What might the election change?
In reality, very little.
The nuclear deal is dead. The reformist agenda is on its knees, experts said, and Rouhani has probably lost the confidence of the regime. Without engagement with the US, sanctions are unlikely to be lifted, meaning little foreign investment and continued economic struggles.
And as Iran’s response to international isolation hardens, it will likely move to increase its influence in the Middle East — especially in Iraq, where Iranian proxies are in direct conflict with American personnel. It could also ramp up belligerent activity in countries like Yemen and try to assert its authority in the region’s conflict areas. It could seek closer cooperation with global rivals to the US like China and Russia.
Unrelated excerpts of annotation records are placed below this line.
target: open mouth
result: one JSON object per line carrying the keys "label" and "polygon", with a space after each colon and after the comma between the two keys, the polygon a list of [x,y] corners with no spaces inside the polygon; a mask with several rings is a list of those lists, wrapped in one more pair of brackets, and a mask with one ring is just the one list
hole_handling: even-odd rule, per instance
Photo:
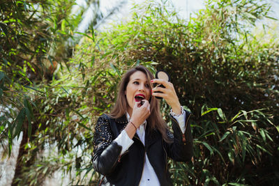
{"label": "open mouth", "polygon": [[144,96],[144,95],[143,95],[143,94],[137,94],[137,95],[135,96],[135,100],[136,102],[140,102],[140,101],[142,101],[142,100],[144,100],[144,98],[145,98],[145,96]]}

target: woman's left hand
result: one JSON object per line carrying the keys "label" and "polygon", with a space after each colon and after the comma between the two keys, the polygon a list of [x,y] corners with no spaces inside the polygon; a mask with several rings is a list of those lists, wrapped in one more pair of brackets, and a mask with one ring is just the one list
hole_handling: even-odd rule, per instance
{"label": "woman's left hand", "polygon": [[[177,97],[176,93],[175,92],[174,85],[169,82],[167,82],[161,79],[154,79],[151,80],[152,84],[163,84],[165,88],[157,86],[152,88],[152,96],[161,97],[166,100],[167,104],[169,104],[172,111],[177,114],[181,114],[181,105]],[[156,92],[162,93],[156,93]]]}

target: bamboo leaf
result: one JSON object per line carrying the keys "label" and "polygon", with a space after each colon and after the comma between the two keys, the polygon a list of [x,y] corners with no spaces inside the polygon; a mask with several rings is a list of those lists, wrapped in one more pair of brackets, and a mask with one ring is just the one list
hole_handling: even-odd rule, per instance
{"label": "bamboo leaf", "polygon": [[223,135],[222,138],[218,141],[218,142],[220,142],[220,141],[223,141],[223,140],[227,137],[227,135],[229,134],[229,133],[230,133],[230,132],[229,132],[229,131],[227,131],[227,132],[224,134],[224,135]]}
{"label": "bamboo leaf", "polygon": [[208,109],[207,111],[206,111],[202,113],[202,116],[204,116],[204,115],[205,115],[205,114],[206,114],[207,113],[209,113],[209,112],[211,112],[211,111],[216,111],[216,110],[218,110],[218,108],[211,108],[211,109]]}

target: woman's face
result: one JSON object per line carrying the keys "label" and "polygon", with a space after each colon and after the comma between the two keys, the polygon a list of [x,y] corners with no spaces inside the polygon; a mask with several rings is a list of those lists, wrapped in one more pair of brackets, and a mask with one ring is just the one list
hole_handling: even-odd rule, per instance
{"label": "woman's face", "polygon": [[149,100],[151,88],[147,82],[146,75],[142,71],[136,71],[130,76],[130,81],[128,83],[125,95],[129,105],[128,113],[130,116],[133,113],[133,108],[136,102],[142,100]]}

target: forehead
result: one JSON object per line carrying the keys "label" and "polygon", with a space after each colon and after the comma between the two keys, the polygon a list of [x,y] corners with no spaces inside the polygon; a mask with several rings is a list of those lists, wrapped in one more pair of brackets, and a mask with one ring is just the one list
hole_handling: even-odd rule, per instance
{"label": "forehead", "polygon": [[143,81],[147,81],[147,76],[142,71],[137,71],[130,77],[130,80],[140,79]]}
Some analysts worry that in a worst-case scenario, Iran could return to its push for a nuclear bomb, after stepping back from some of its obligations under the nuclear deal in recent months. All of which will alarm those who want to avoid a full-blown US-Iran war.
“Both the Trump administration and Iran peered over the precipice, looked at war, and didn’t like it. Iran’s reaction to Solemani was tempered enough to not provoke Trump but save face. But it’s not going to be sustainable to keep up maximum pressure for ever. And if the Iranians do push for a nuclear bomb to prove a point there will have to be negotiations at some point,” said Doyle.
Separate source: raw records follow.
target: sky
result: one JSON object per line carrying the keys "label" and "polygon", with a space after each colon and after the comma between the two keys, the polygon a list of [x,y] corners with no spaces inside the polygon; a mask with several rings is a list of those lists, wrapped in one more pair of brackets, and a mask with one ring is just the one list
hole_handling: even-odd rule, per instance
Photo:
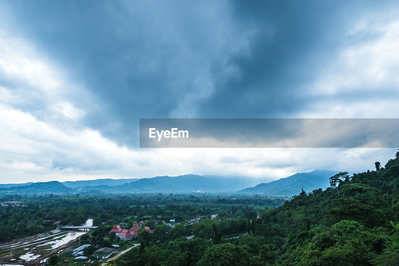
{"label": "sky", "polygon": [[383,165],[398,147],[140,149],[139,121],[398,118],[398,18],[394,1],[0,2],[0,183]]}

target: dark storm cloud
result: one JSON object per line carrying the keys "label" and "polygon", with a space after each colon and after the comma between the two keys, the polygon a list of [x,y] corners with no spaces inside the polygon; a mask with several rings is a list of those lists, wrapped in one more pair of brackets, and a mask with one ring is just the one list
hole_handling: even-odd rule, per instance
{"label": "dark storm cloud", "polygon": [[[309,95],[307,87],[321,69],[334,63],[338,52],[381,36],[363,32],[348,36],[346,31],[359,17],[368,14],[371,17],[391,5],[387,2],[233,2],[236,23],[254,29],[256,34],[249,54],[233,53],[227,64],[214,64],[215,80],[221,81],[203,101],[204,116],[292,117],[306,110],[326,98]],[[218,79],[228,67],[238,69],[238,77]],[[387,90],[392,92],[392,88]],[[353,101],[354,96],[370,99],[373,94],[358,91],[333,97]]]}
{"label": "dark storm cloud", "polygon": [[[347,40],[344,29],[362,12],[387,4],[2,4],[12,14],[6,26],[89,90],[65,95],[86,111],[79,126],[133,146],[140,118],[294,117],[320,100],[304,96],[306,85]],[[375,38],[365,33],[350,40]],[[205,89],[201,82],[207,79]],[[44,119],[34,110],[42,100],[20,107]]]}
Will this affect what happens with America?
It’s unlikely, given that Iran’s foreign policy is set by Iran’s Supreme Leader and, to a lesser extent, the President. And experts said the ball is to some extent in America’s court.
At some point, probably after the presidential election, the US will have to take stock of its Iran policy and decide if it is working. “The elections will be yet another indicator as to whether Trump’s policy of economic warfare is softening Iran’s position and bringing it closer to capitulating to American demands,” said Parsi. “If hardliners and opponents of engagement with Washington strengthen their grip on the parliament, then that further proves that Trump’s approach is counterproductive.”
A majority of US lawmakers want to avoid a war with Iran; the Republican-controlled Senate voted last Thursday to seriously limit the President’s ability to use military force against Iran (Trump was expected to veto the bill).
That puts the US in a tricky spot: if the Trump strategy isn’t working, then does it go harder or softer? One path leads to continued maximum pressure and greater conflict; the other leads to concessions that Iran will be able to call a victory.
This will be a choice for whoever wins in November. Until then, experts said the US would do well to reflect on what it actually wants from Iran and whether reaching a reasonable accommodation is possible.
This article has been updated to correct the spelling of the name of an interviewee, Mohammad Ali Shabani, and to amend part of his quote.